Wednesday, June 21, 2006

Iain Dale on what's wrong with leftwing blogging

Widely-read Tory blogger Iain Dale – a sometime sparring partner of mine since the National Dock Labour Scheme strike of 1989, but that’s another story – has some telling observations on the impact of British leftwing bloggers in this week’s Tribune:

‘But as the right is on the ascendant on the internet, the left seems somewhat stagnant.’

Granted, he has got some nice words for yours truly, which makes a change from the days when the bastard used to try to get me sacked:

‘Apart from the usual suspects such as Tribune columnist Paul Anderson's excellent Gauche blog and Dave Osler's newly-created Dave's Part, few blogs on the far left have registered at all outside that particular political milieu.’

On top of that, I do think Dale's on the money with points such as these:

‘There's no left-of-centre equivalent of the leading rightwing blog ConservativeHome or the font of rightwing gossip Guido Fawkes.

Bloggers4Labour has made a valiant effort to bring all the Labour blogs together but it hasn't developed beyond being a glorified links page. It ought to be emulating ConservativeHome, but shows little sign of wanting to do so.’

I try to look at the all of the main Brit left blogs at least a couple of times a week. Standards vary. But none of them qualify as 'must reads' in the same way that, say, Guido manages to be, just by so obviously being in the loop.

Up until a year or two back, Harry’s Place was clearly number one, however much one disagreed with its pro-war editorial line. There was even some semblance of rational debate in the comments box. But it has lost most of its focus of late, to put it politely. Anyway, I have recently been banned, for reasons I still cannot fathom.
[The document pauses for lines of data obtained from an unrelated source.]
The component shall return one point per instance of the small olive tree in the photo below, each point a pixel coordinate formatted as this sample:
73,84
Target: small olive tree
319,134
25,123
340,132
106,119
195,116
I sometimes enjoy Lenin's Tomb, largely because I too was once young, gifted and ultraleft myself. It's the sort of blog I'd produce if I was still in my twenties, and I'm not surprised it's getting a high readership. But the mildest criticism of SWP orthodoxy is usually enough to generate multiple rounds of apolitical abuse from his devoted following.

The main problem with the best of the rest is that they don't post particularly frequently. I do try to post daily, but real life sometimes gets in the way. And while I've enjoy blogging the last few months, I'll admit to being disappointed at the lack of comments. I'm forced to conclude that all rational people agree with me, all of the time, and therefore have nothing more to add to my bons mots.

But the class struggle left in cyberspace still has plenty of work to do in creating a serious online standard bearer for our brand of politics. So I particularly invite comments from other leftie bloggers. What are we doing wrong? How can we wrest the iniative from the Tories and the Eustonites?